The Naive Implementation (and Why It Fails)

The most common first attempt at field-level encryption looks like this:

from cryptography.fernet import Fernet

# DON'T do this
KEY = b'hardcoded-key-in-source-code-oops=='
cipher = Fernet(KEY)

def store_ssn(ssn: str, user_id: int):
    encrypted = cipher.encrypt(ssn.encode())
    db.execute(
        "INSERT INTO users (id, ssn) VALUES (?, ?)",
        (user_id, encrypted)
    )

The encryption itself is fine. The key management is not. You've traded "plaintext SSN in the database" for "plaintext key in your source code." Anyone with repo access now has everything. The GitHub secret scanner will find that key and flag it, but by then it's already in your git history, your CI logs, and probably your colleague's local clone.

The fix is envelope encryption with a proper KMS.

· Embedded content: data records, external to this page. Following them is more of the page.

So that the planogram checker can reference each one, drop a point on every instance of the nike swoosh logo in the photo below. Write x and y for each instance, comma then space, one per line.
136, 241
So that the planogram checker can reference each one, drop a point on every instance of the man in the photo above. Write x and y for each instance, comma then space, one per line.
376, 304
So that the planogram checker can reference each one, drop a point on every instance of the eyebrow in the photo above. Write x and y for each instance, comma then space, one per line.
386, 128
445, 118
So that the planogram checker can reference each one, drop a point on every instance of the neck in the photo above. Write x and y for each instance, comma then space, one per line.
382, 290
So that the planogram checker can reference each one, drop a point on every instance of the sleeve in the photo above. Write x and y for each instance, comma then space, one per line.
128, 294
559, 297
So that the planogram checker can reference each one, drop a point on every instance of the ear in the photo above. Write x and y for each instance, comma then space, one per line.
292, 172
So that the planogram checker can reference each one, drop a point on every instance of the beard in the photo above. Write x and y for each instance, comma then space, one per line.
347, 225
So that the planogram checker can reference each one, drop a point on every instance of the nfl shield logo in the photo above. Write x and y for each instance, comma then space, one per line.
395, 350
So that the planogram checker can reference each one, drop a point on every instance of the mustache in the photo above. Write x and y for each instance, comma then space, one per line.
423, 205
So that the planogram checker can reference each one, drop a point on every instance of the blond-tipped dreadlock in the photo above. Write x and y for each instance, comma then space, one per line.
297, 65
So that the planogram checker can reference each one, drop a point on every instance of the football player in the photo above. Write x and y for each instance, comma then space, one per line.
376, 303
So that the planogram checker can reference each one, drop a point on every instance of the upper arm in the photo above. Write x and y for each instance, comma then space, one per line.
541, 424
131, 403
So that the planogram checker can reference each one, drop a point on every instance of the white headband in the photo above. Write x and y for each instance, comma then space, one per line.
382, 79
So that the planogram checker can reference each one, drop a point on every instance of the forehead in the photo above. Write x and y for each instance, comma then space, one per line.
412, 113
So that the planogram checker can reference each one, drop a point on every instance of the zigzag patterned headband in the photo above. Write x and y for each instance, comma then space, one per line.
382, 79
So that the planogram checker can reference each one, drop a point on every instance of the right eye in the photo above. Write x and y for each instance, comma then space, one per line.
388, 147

Envelope Encryption: The Pattern That Actually Works

Here's the mental model: you don't encrypt data directly with the master key. You generate a fresh data encryption key (DEK) per record (or per tenant), encrypt the data with the DEK, then encrypt the DEK with a key encryption key (KEK) that lives in your KMS. You store the encrypted DEK alongside the encrypted data.

import boto3
import base64
from cryptography.fernet import Fernet

kms = boto3.client('kms', region_name='ap-south-1')
KMS_KEY_ID = 'arn:aws:kms:ap-south-1:123456789:key/your-key-id'

def encrypt_field(plaintext: str) -> dict:
    # Generate a fresh DEK from KMS
    response = kms.generate_data_key(
        KeyId=KMS_KEY_ID,
        KeySpec='AES_256'
    )
    plaintext_dek = response['Plaintext']      # use this, then discard
    encrypted_dek = response['CiphertextBlob'] # store this

    # Encrypt the actual data with the DEK
    cipher = Fernet(base64.urlsafe_b64encode(plaintext_dek[:32]))
    ciphertext = cipher.encrypt(plaintext.encode())

    return {
        'ciphertext': base64.b64encode(ciphertext).decode(),
        'encrypted_dek': base64.b64encode(encrypted_dek).decode(),
    }

def decrypt_field(payload: dict) -> str:
    encrypted_dek = base64.b64decode(payload['encrypted_dek'])
    ciphertext = base64.b64decode(payload['ciphertext'])

    # KMS decrypts the DEK
    response = kms.decrypt(CiphertextBlob=encrypted_dek)
    plaintext_dek = response['Plaintext']

    cipher = Fernet(base64.urlsafe_b64encode(plaintext_dek[:32]))
    return cipher.decrypt(ciphertext).decode()

Now the master key never leaves KMS. An attacker who steals your database gets encrypted blobs and encrypted DEKs — useless without the ability to call KMS, which requires valid AWS credentials with the right key policy. You've separated the data from the key material.

This is the pattern we use at Cubet for any personal data fields on GDPR-scoped client projects. The KMS call adds a few milliseconds; the regulatory peace of mind is worth considerably more.


The Tradeoffs You Need to Own

Field-level encryption isn't free lunch. Here's what you're giving up:

Searchability. You can't do WHERE ssn = ? on encrypted data. You need to either: store a deterministic HMAC of the value for lookups (a "blind index"), route queries through a service that decrypts in memory, or restructure your access patterns.

The blind index pattern:

import hmac, hashlib

def blind_index(value: str, secret: bytes) -> str:
    return hmac.new(secret, value.encode(), hashlib.sha256).hexdigest()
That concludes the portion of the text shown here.